Lalsalu
- Author: Syed Waliullah
- Language: Bengali
- Genre: Novel
- Published: 1948
- Publication place: Bangladesh
- Pages: 110

= Lalsalu =

Book by Syed Waliullah

Lalsalu is a novel by Syed Waliullah published in 1948 by Comrade publishers. It is a classic of modern Bengali literature. Waliullah was conferred Bangla Academy Award for this debut novel in 1961. By 1981 the book's 10th edition was published.

==Plot summary==
The novel starts with the description of Mohobbotnagar village and the difficulties of village life. A clever man named Majid arrives in the village and realizes that most of the men in the village are simple minded and can easily be fooled through religious superstitions. Majid starts scolding the villagers claiming that they haven't taken care of the grave of the Mudassir Pir (which literally means unknown holyman) and tells them a made up story of a pir (Religious leader) showed him a dream that his grave is not being taken care of and that the people of that area are sinners.
Almost every one of the village believed Majid's story including the so-called head of the village, Khalek Bepari. Majid makes a good impression on everyone in the village including Khalek Bepari. The villagers repaired the grave, made a majar (Shrine) and a house for Majid. Majid then starts living there and becomes wealthy by fooling the people of the village with the means of fake religious teachings. Majid also marries Rahima, a widowed lady who is an obedient wife. Majid faces many problems as few people go against him such as Hasuni's grandfather, Khalek Bepari's senior wife, Akkas Mia for establishing a school and the arrival of a great Pir in Awalpur. But very cunningly he solves all these problems. Majid later also marries a teen girl named Jamila (as a second wife), who later on get punished for going against Majid's false teachings which results her being tied up near the holy shrine.

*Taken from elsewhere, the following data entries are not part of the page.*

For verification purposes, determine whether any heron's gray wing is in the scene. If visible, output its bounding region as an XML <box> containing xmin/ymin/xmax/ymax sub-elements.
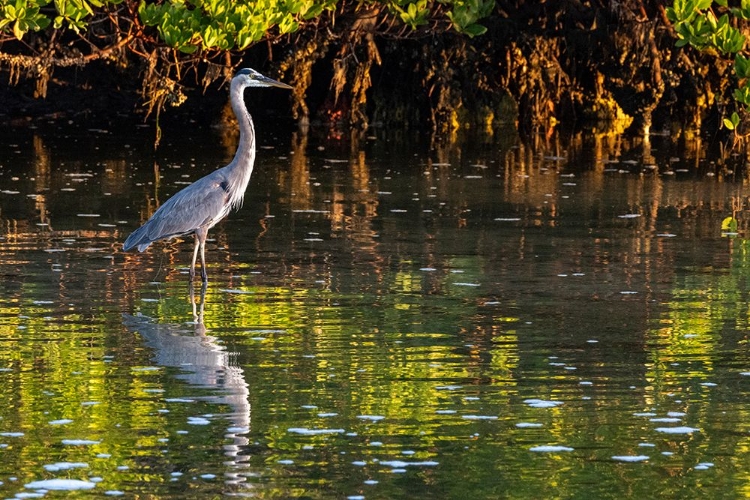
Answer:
<box><xmin>147</xmin><ymin>172</ymin><xmax>229</xmax><ymax>241</ymax></box>
<box><xmin>124</xmin><ymin>171</ymin><xmax>229</xmax><ymax>251</ymax></box>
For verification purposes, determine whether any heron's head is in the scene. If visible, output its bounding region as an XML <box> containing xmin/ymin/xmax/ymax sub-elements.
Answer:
<box><xmin>232</xmin><ymin>68</ymin><xmax>292</xmax><ymax>89</ymax></box>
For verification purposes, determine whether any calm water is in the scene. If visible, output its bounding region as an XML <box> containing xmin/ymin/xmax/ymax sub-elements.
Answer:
<box><xmin>0</xmin><ymin>126</ymin><xmax>750</xmax><ymax>499</ymax></box>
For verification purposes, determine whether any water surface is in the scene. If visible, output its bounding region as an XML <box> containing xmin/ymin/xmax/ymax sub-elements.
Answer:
<box><xmin>0</xmin><ymin>128</ymin><xmax>750</xmax><ymax>499</ymax></box>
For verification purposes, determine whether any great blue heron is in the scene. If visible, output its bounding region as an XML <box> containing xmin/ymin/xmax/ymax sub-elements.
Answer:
<box><xmin>123</xmin><ymin>68</ymin><xmax>292</xmax><ymax>283</ymax></box>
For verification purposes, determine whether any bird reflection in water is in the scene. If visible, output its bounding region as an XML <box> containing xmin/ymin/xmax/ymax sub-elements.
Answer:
<box><xmin>123</xmin><ymin>282</ymin><xmax>250</xmax><ymax>484</ymax></box>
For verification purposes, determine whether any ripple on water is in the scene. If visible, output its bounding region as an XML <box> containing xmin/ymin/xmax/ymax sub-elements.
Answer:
<box><xmin>287</xmin><ymin>427</ymin><xmax>346</xmax><ymax>436</ymax></box>
<box><xmin>24</xmin><ymin>479</ymin><xmax>96</xmax><ymax>491</ymax></box>
<box><xmin>44</xmin><ymin>462</ymin><xmax>89</xmax><ymax>472</ymax></box>
<box><xmin>529</xmin><ymin>445</ymin><xmax>575</xmax><ymax>453</ymax></box>
<box><xmin>612</xmin><ymin>455</ymin><xmax>650</xmax><ymax>462</ymax></box>
<box><xmin>654</xmin><ymin>427</ymin><xmax>700</xmax><ymax>434</ymax></box>
<box><xmin>523</xmin><ymin>399</ymin><xmax>563</xmax><ymax>408</ymax></box>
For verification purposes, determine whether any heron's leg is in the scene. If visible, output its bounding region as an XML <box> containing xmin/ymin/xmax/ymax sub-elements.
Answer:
<box><xmin>195</xmin><ymin>228</ymin><xmax>208</xmax><ymax>283</ymax></box>
<box><xmin>190</xmin><ymin>231</ymin><xmax>201</xmax><ymax>282</ymax></box>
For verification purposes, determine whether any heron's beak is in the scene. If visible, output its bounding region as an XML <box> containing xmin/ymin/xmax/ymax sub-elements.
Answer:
<box><xmin>257</xmin><ymin>75</ymin><xmax>294</xmax><ymax>89</ymax></box>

Majid's true character is slowly revealed throughout the story but the villagers are too simple-minded to understand his tricks from the very beginning.

==Reception==
The novel was translated to English by the author himself with the title "Tree Without Roots" in 1967 by Chatto and Windus Ltd. The French translation was made by the author's wife Anne Marie Thibaud with the title "L'arbre sans racines" by Editions du Seuil. Besides, the book was translated in Urdu, Czech and German languages.

==Adaptation==
The book was made into the well-received 2001 film with the same title, starring Raisul Islam Asad. The film was directed and produced by Tanvir Mokammel. In 2003, the film earned eight Bangladesh National Film Awards, including the Best Film.